Friday, April 10, 2015

WHILE WE'RE YOUNG: The Film Babble Blog Review


Opening today at an indie art house near me:

WHILE WE'RE YOUNG
(Dir. Noah Baumbach, 2015)


“We were just 25. I mean, we weren’t, but you know,” 44-year old Josh (Ben Stiller) says to his 43-year old wife Cornelia (Naomi Watts) when she asks why he suddenly wants to hang out with a couple of 25-year olds.

In writer/director Noah Baumbach’s (THE SQUID AND THE WHALE, FRANCES HA) eighth film, WHILE WE'RE YOUNG, these aging Brooklynites find themselves attracted to the hipster lifestyles of Jamie (Adam Driver from the HBO show Girls), and Darby (Amanda Seyfried). This is after it’s been well established that Josh and Cornelia’s decision not to have children alienates them from their new-parent friends Fletcher (Adam Horowitz aka Ad-Rock of the Beastie Boys) and Marina (Maria Dizzia).

Josh, a documentary filmmaker of little renown, is initially approached by Jamie and Darby after a class Josh teaches on filmmaking for a continuing education program. Jamie, an aspiring documentarian himself, tells Josh he loves his work (he bought an obscure VHS copy of Josh’s only film on eBay), and before you know it, Jamie and Darby are schmoozing it up with Josh and Cornelia.

An amusing montage displays how the older couple depends on their modern devices (iPhones, iPods, laptops, etc,) while the young ones revel in the retro (vinyl, VHS, typewriters, etc.). We also see Josh shopping for vintage threads with Jamie, while Cornelia bonds with Darby, whose thing is making organic artisanal ice-cream, over a hip hop dance class.

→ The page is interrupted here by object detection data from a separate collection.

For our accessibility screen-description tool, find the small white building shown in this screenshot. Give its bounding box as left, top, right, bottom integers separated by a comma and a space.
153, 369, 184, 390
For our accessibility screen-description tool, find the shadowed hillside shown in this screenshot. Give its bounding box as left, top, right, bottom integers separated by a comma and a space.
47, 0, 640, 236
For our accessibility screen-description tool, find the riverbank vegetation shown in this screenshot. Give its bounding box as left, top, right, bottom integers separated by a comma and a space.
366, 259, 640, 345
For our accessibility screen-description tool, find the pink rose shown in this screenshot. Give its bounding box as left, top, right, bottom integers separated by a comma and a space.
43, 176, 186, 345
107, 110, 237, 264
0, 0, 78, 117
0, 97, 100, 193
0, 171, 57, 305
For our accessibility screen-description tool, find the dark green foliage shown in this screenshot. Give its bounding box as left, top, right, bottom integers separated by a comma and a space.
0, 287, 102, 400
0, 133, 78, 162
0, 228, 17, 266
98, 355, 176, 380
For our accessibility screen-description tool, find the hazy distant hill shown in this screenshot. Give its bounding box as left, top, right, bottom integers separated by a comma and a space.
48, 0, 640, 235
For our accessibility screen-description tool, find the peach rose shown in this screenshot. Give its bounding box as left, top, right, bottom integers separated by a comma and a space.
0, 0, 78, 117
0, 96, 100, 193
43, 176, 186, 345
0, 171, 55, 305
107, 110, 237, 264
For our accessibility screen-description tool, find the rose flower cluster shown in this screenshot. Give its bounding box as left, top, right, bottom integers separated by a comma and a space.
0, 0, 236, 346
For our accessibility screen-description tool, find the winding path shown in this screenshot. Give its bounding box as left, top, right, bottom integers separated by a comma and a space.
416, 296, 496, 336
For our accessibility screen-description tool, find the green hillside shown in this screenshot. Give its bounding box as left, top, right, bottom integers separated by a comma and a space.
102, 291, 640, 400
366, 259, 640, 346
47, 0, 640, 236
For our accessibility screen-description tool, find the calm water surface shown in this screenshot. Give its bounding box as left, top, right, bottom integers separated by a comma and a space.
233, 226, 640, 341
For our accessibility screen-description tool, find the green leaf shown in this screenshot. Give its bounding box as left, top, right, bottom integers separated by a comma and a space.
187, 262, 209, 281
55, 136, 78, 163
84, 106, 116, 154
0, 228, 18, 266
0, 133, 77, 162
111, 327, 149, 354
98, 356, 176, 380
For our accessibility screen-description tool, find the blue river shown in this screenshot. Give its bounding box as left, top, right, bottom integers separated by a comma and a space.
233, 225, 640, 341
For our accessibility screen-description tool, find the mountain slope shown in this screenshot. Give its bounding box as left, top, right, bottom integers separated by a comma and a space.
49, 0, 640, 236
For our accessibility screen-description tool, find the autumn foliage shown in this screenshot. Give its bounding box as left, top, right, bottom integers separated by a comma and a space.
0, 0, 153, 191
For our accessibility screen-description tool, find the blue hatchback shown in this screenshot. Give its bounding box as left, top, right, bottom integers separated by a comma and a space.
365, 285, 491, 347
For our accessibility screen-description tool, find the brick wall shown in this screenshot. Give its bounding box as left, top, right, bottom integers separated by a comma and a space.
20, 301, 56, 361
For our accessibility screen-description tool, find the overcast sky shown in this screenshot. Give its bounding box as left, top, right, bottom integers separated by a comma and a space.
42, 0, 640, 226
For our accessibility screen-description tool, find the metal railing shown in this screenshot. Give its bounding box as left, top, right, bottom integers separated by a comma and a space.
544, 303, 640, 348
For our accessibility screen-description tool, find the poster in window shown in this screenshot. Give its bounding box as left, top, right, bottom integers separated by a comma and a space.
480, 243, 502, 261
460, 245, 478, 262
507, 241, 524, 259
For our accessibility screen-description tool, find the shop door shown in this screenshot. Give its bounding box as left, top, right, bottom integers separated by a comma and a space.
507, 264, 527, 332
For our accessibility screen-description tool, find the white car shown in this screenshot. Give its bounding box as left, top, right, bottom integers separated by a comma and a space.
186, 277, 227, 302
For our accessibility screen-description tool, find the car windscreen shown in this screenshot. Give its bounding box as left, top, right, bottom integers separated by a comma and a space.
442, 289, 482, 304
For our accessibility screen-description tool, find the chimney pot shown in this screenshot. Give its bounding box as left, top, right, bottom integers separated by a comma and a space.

Dining with Fletcher and Marina, Josh and Cornelia rave about their new friends. Cornelia describes Jamie and Darby’s apartment as being filled with “everything we once threw out, but it looks so good the way they have it.” Josh enthusiastically adds: “you should see this guy’s record collection. It’s Jay-Z, it’s Thin Lizzy, it’s Mozart. His taste is democratic - it’s THE GOONIES and it’s CITIZEN KANE. They don't distinguish between high and low. It’s wonderful.”

Fletcher responds, “When did THE GOONIES become a good movie?” I myself have been wondering that for years.

Conflict comes when Jamie starts cozying up with Cornelia’s father, famous filmmaker Leslie Breitbart (the great, grumpy Charles Grodin), who used to mentor Josh. This makes Josh realize that his new young friend’s motivations may be questionable, as is the content of his project when it’s revealed that Jamie fudged the timeline and the Facebook angle that led to his documentary’s subject, a suicidal war veteran played by Brady Corbet.

Unfortunately this development comes off a bit contrived making the confrontational conclusion at Leslie’s memorial ceremony at Lincoln Center a bit clunky, but the overall gist of the observational humor, and drama, here is dead on.

In 2010’s GREENBURG, Baumbach and Stiller less successfully approached similar themes, but here they largely nail the unsettling feeling that fortysomething folks have coming to terms with the fact that, as Springsteen famously sang, “we ain’t so young anymore.”

Stiller, who is closer to 50 than his screen counterpart, has made a career of playing uptight characters challenged to break out of their shells, but his Josh may be the actor’s most fleshed out, and vulnerable performance. It beats the pants off of WALTER MITTY, that's for sure.

Co-stars Watts, Grodin, and Seyfried also shine, but Driver, building upon the artsy inclinations of his character on Girls, really stands out. His Jamie sharply captures the soullessness of a guy who’s spent his entire existence faking sincerity.

Such meddling millennials sure can make members of Generation X like me feel old, but Baumbach’s smart and dryly funny take on the situation in WHILE WE'RE YOUNG, helps to ease the blow.

More later...

1 comment:

Unknown said...

I really liked this honest, funny, yet moving film.